此次“赵家”一词横空出世,与其说创造,不如说是新的发现与运用,如同语言的淘金者——诗人对词语的创造性运用:一旦赋予新的内涵与意象,一个最平凡的词语就能产生耳目一新、振聋发聩的效果。据说此次“赵家”一词的发掘者、首倡者是北外的乔木老师(“赵三篇”的作者),但“赵家”一词爆红网络,靠的是民间的传播与发挥,也证明社情民意广泛基础的重要性。“赵家”系列新词之所以产生巨大反响,引发官方恐慌,是由于它具有丰富的内涵和再创造的空间。它连接了历史与现实,使人清醒,当下社会与鲁迅时代并无本质区别,“赵太爷”与“阿Q”并未消失;“赵国”一词,揭露了党国体制进一步堕落为家(族)国体制的新特征;“赵家人”突出了官民身份及其对立,而且凸显并孤立了一小撮特权集团,将核心的红后代“赵家人”与非嫡系的官后代“赵家狗”分化开来,揭穿了习近平选择性反腐的权争本质;“玩币归赵”表达了新年伊始股市大跌后股民愤怒的心情;同时,“姓赵”与否成为表达和判断一个人政治身份或立场的重要标志。另外,网民不断创新,制作的图片——脚下被掏空、摇摇欲坠的“赵家楼”,以及根据表现辛亥革命的油画《武昌起义》修改制作的虚拟电影海报《2016年最值得期待的史诗大片——火烧赵家楼》,表达了对中共帝国崩溃的期待,显示出由于中共倒行逆施,社会心态从上世纪九十年代“告别革命”向如今“呼唤革命”的转变。还有根据歌曲《大中国》改变的歌词《大赵国》:“他们都有一个家名字叫赵国,吃的喝的都不错美色也很多,台上皓首醉死梦生没一个廉颇,叠被军营纸上谈兵尽是小赵括。他们的大赵国啊,都说是亲妈妈,刀枪那个棍棒都往家里砸,他们的大赵国啊,有钱就往外撒,美刀那个欧币那个世界笑哈哈。”……

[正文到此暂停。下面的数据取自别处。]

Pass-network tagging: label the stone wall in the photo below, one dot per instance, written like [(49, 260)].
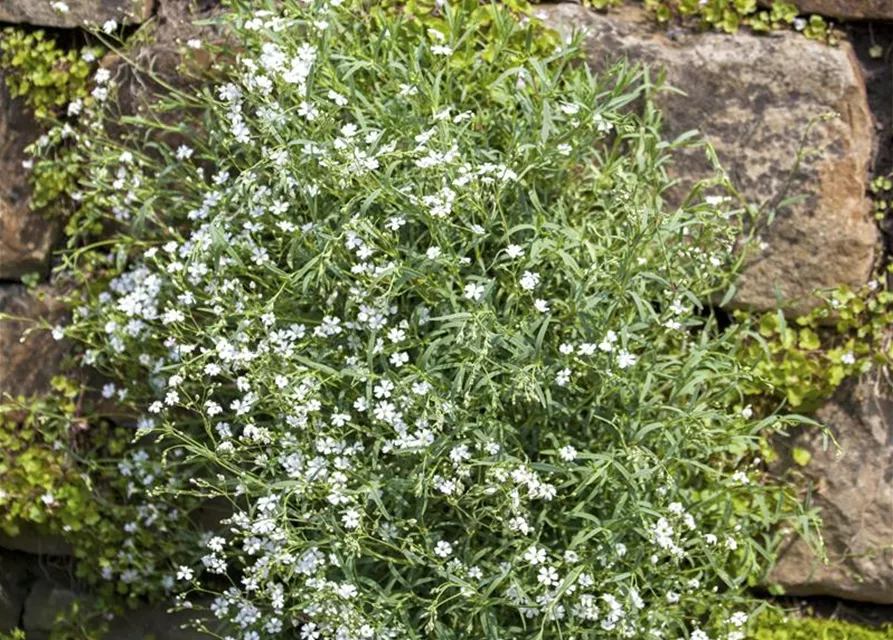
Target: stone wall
[(751, 95)]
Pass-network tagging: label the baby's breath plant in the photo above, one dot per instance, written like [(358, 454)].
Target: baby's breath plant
[(413, 302)]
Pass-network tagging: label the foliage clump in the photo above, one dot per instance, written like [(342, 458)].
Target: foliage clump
[(408, 297), (731, 15), (775, 626), (58, 84), (67, 474)]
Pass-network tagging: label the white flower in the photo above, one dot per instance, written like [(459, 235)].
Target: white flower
[(351, 519), (535, 556), (514, 251), (626, 359), (474, 291), (739, 619), (607, 344), (567, 453)]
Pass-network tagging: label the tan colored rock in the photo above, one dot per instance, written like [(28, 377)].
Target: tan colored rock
[(26, 238), (28, 362), (855, 494), (46, 600), (753, 97), (847, 9), (74, 13)]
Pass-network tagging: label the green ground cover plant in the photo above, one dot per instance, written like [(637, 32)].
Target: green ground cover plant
[(776, 626)]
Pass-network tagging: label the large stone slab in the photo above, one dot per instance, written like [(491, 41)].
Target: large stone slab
[(28, 362), (855, 494), (26, 238), (74, 13), (753, 97), (15, 579)]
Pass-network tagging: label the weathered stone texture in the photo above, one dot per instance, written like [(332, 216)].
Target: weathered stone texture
[(855, 494), (848, 9), (79, 12), (26, 238), (753, 98), (26, 366)]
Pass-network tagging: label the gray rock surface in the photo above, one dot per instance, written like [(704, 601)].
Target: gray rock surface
[(74, 13), (26, 238), (14, 583), (28, 362), (847, 9)]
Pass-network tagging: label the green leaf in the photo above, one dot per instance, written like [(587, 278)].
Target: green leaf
[(801, 456)]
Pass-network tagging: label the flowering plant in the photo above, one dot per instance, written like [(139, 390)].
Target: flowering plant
[(418, 309)]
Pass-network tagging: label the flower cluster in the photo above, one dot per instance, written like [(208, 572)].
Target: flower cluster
[(432, 331)]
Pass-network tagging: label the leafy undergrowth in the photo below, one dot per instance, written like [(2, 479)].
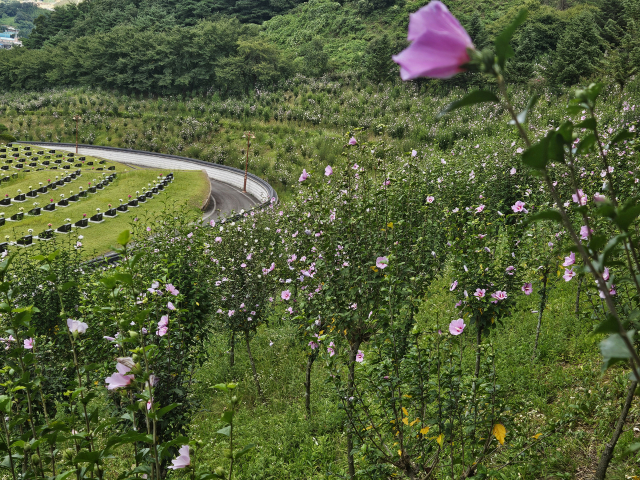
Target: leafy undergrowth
[(560, 396)]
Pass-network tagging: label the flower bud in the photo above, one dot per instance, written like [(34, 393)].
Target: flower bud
[(68, 455)]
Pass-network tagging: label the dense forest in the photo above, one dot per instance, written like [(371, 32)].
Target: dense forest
[(234, 47), (19, 15)]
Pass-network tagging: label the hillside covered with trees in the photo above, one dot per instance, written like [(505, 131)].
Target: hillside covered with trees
[(235, 47)]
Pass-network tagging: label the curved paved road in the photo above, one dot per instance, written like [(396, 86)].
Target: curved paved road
[(225, 198)]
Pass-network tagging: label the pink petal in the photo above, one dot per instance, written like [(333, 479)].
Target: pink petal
[(436, 17), (434, 54)]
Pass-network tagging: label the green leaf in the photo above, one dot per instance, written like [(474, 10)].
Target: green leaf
[(125, 278), (124, 238), (66, 286), (613, 349), (537, 156), (590, 123), (244, 451), (553, 215), (522, 116), (109, 282), (5, 404), (65, 475), (479, 96), (87, 457), (502, 43), (227, 416), (621, 136), (625, 218), (586, 144), (128, 437), (608, 325), (164, 410)]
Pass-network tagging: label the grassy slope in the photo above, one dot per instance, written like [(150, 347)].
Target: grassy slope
[(190, 187)]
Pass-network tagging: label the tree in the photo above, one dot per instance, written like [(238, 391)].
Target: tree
[(315, 59), (377, 62), (477, 32), (578, 53)]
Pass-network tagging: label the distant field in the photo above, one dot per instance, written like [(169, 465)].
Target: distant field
[(189, 188)]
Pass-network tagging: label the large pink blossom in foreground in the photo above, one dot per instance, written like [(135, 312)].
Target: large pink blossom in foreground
[(76, 326), (183, 461), (519, 207), (119, 379), (439, 44), (456, 327), (568, 274), (570, 260)]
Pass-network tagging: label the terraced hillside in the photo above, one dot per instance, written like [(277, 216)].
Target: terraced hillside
[(49, 195)]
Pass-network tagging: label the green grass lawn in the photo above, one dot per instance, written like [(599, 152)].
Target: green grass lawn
[(189, 188)]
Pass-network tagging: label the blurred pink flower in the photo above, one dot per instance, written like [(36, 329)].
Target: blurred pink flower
[(479, 293), (76, 326), (119, 379), (439, 44), (499, 295), (570, 260), (183, 461), (585, 232), (568, 274), (519, 207), (579, 197), (456, 327), (382, 262)]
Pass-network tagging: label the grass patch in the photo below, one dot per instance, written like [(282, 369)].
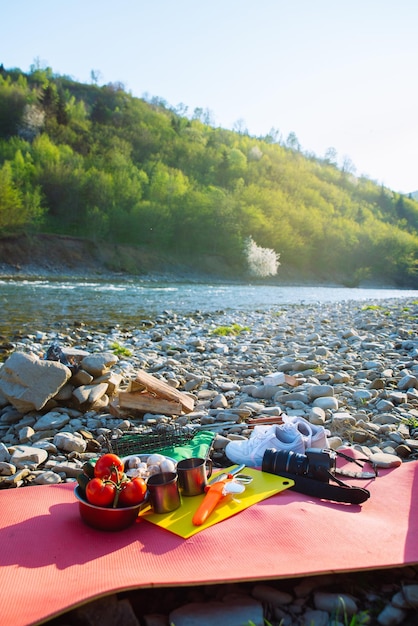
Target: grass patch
[(120, 350), (234, 329)]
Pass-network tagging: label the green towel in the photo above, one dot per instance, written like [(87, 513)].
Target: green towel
[(199, 447)]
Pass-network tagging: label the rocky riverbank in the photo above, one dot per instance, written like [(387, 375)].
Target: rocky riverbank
[(357, 375)]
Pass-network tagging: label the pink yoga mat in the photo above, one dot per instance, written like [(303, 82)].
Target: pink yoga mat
[(51, 562)]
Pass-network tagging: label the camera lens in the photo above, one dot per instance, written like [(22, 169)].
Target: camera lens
[(279, 461)]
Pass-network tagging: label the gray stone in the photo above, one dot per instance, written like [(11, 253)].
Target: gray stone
[(53, 420), (98, 364), (215, 613), (326, 403), (28, 382), (70, 442), (28, 456)]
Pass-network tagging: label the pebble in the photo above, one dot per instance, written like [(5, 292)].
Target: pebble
[(357, 375)]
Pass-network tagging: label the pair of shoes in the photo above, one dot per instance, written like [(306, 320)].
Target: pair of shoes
[(314, 436), (251, 451)]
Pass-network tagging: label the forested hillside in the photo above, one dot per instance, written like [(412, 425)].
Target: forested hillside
[(95, 162)]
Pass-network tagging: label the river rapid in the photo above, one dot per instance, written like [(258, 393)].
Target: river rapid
[(40, 304)]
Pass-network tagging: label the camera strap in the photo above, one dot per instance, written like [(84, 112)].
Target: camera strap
[(339, 493)]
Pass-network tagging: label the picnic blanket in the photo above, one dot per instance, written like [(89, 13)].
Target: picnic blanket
[(51, 561)]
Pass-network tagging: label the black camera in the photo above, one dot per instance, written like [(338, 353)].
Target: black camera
[(316, 463)]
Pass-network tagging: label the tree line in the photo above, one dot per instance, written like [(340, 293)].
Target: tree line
[(98, 163)]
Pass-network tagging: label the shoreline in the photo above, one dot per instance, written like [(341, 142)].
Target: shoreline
[(362, 354)]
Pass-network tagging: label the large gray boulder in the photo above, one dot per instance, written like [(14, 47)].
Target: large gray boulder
[(29, 382)]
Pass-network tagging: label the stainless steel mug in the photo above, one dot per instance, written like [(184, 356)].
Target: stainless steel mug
[(193, 475), (164, 492)]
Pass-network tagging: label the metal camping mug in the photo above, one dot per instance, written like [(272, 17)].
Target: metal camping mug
[(193, 475), (164, 492)]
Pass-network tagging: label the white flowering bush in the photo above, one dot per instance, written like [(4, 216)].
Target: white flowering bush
[(261, 261)]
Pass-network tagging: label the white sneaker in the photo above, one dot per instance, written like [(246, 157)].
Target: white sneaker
[(251, 451), (314, 436)]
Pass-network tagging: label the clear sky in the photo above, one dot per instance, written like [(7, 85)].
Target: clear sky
[(340, 74)]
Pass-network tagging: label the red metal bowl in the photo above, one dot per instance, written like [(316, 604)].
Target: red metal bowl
[(104, 518)]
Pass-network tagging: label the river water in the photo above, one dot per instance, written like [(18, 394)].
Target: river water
[(41, 303)]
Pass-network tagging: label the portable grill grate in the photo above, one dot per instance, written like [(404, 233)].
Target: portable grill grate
[(151, 440)]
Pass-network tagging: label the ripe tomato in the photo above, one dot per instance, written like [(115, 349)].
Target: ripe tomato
[(132, 492), (109, 467), (100, 493)]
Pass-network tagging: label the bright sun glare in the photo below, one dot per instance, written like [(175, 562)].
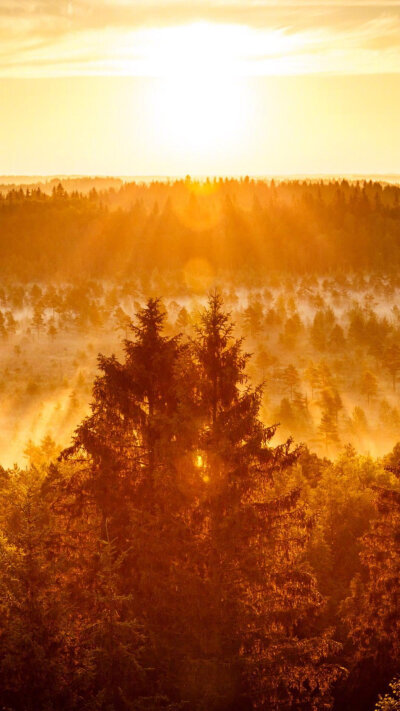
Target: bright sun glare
[(200, 114), (199, 108)]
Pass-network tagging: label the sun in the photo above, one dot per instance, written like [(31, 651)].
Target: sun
[(200, 111), (199, 114)]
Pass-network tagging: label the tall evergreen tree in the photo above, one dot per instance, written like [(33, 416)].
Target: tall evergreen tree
[(261, 599)]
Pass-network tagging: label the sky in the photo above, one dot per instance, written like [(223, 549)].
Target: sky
[(216, 87)]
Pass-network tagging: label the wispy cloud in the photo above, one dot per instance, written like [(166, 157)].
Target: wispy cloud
[(61, 37)]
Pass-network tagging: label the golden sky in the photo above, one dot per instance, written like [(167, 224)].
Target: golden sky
[(139, 87)]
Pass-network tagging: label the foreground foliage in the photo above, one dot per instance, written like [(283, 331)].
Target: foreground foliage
[(174, 558)]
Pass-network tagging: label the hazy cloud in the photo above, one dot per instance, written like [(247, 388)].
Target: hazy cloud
[(46, 37)]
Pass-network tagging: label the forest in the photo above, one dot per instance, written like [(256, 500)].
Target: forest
[(200, 414)]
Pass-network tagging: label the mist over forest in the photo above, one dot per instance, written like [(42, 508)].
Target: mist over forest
[(200, 445)]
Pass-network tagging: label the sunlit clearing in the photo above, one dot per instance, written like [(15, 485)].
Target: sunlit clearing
[(198, 276)]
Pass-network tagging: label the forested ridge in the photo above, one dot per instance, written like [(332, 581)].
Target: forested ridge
[(208, 516), (242, 227), (174, 557)]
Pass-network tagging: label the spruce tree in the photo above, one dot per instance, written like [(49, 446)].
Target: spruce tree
[(259, 597)]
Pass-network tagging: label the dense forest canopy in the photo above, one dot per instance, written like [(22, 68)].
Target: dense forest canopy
[(242, 227), (206, 515), (173, 557)]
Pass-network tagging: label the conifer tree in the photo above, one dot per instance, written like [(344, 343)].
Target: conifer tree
[(259, 647)]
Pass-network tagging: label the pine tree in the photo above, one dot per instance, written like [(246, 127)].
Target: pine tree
[(373, 610), (259, 650)]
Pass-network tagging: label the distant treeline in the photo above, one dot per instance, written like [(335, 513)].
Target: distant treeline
[(242, 226)]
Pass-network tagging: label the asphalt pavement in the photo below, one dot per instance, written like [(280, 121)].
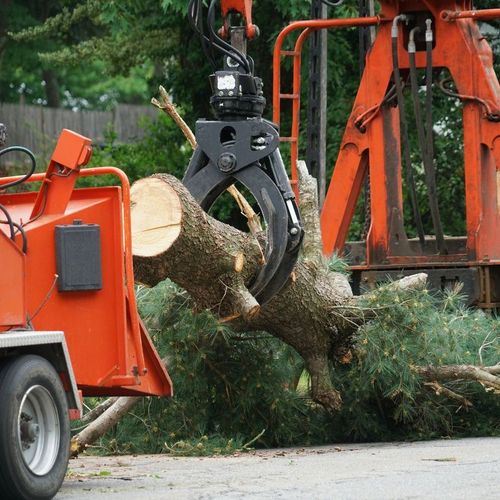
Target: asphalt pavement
[(443, 469)]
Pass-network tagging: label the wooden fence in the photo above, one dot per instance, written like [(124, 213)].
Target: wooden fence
[(37, 127)]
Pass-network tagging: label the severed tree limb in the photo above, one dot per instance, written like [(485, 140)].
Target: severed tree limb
[(440, 389), (98, 410), (166, 105), (462, 372), (102, 424), (309, 208), (315, 312)]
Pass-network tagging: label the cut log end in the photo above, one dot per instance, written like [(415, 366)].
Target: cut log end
[(156, 213)]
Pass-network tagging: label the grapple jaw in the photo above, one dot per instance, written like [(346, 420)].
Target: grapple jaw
[(246, 151)]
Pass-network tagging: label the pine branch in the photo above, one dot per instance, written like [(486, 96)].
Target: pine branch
[(462, 372)]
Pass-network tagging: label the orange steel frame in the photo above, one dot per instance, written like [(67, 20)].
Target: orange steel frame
[(375, 148), (110, 349)]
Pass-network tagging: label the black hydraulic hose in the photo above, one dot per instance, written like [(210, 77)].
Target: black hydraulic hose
[(441, 245), (222, 45), (404, 132), (9, 222), (427, 157)]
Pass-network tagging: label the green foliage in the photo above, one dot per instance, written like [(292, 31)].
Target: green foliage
[(229, 387), (232, 389), (384, 397)]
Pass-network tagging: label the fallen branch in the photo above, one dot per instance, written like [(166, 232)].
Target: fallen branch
[(102, 424), (440, 389), (484, 375), (98, 410)]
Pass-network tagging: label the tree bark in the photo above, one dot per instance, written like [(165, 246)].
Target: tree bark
[(315, 312)]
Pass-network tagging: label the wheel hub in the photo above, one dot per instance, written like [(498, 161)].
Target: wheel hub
[(38, 430)]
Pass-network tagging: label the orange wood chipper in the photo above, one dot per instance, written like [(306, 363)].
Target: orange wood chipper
[(68, 318), (69, 325)]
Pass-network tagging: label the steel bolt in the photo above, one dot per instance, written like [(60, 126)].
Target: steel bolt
[(226, 162)]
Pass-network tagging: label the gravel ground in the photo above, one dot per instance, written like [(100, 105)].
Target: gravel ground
[(443, 469)]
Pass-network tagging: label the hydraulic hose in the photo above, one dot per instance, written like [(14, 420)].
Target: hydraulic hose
[(427, 156), (404, 131), (429, 131)]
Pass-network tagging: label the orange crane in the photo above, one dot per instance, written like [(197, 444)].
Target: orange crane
[(69, 325)]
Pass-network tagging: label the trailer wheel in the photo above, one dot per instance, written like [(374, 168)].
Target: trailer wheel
[(34, 429)]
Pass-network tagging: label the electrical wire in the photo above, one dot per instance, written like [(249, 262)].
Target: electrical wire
[(12, 227), (26, 151), (221, 44), (9, 222), (489, 112), (213, 42), (427, 156), (404, 132), (45, 300)]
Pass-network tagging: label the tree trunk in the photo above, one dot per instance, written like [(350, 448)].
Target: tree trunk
[(315, 312)]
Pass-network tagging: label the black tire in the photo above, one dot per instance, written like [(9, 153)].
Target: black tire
[(34, 429)]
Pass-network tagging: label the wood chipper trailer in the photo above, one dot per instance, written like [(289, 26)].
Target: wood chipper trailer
[(69, 325)]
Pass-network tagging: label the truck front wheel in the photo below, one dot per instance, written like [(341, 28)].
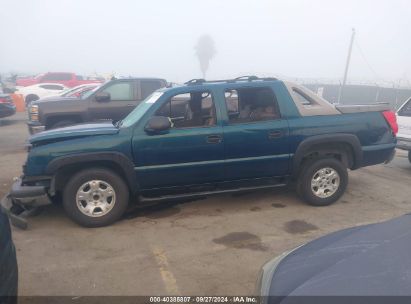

“赵家”系列新词的影响,远远超过以往的热词,将成为经典载入史册。

众所周知,语言是思维和表达的工具,操控语言即可操控思维,进而操控行为。作为西方近代理性主义唯意志论与东方专制主义杂交的恶之果——中共,彻底否定传统,自诩“开天辟地”之神,从产生之始,不仅把政治权力而且把文化当作“革命”的目标。从国中之国苏区简单粗浅的政治口号,到延安小朝廷时期以毛泽东文艺座谈会讲话开创的系统性党文化,再到建政后的文革,伴随军事和政治活动的是逐步创造一种意识形态的党化语言,对民众进行系统化洗脑,在政治、经济、文化国有化(党有化)的同时,将思想国有化(党有化)。就在中共建政的1949年,远在英国的奥威尔出版了著名的政治寓言小说《1984》,描绘了国家恐怖主义及其对语言的改造和利用,把这种被权力扭曲的语言命名为“新话”。在“新话”中,旧词语也被赋予新的或与原意不同甚至相反的含义,如“战争即和平,自由即奴役,无知即力量”。“新话”从概念到逻辑完全是非理性的,与真实相分裂,成为专制肌体的组成部分,发挥着操控民众思维和行为的作用。毛泽东及中共意识形态语言,就是奥威尔虚构的“新话”的现实版,其毒害之深,不仅今天一般中年以上的人,从思维到语言,难以完全摆脱,就连异议人士也难免,如一分为二的简单极端思维,“解放前”、“解放后”等“党话”词汇。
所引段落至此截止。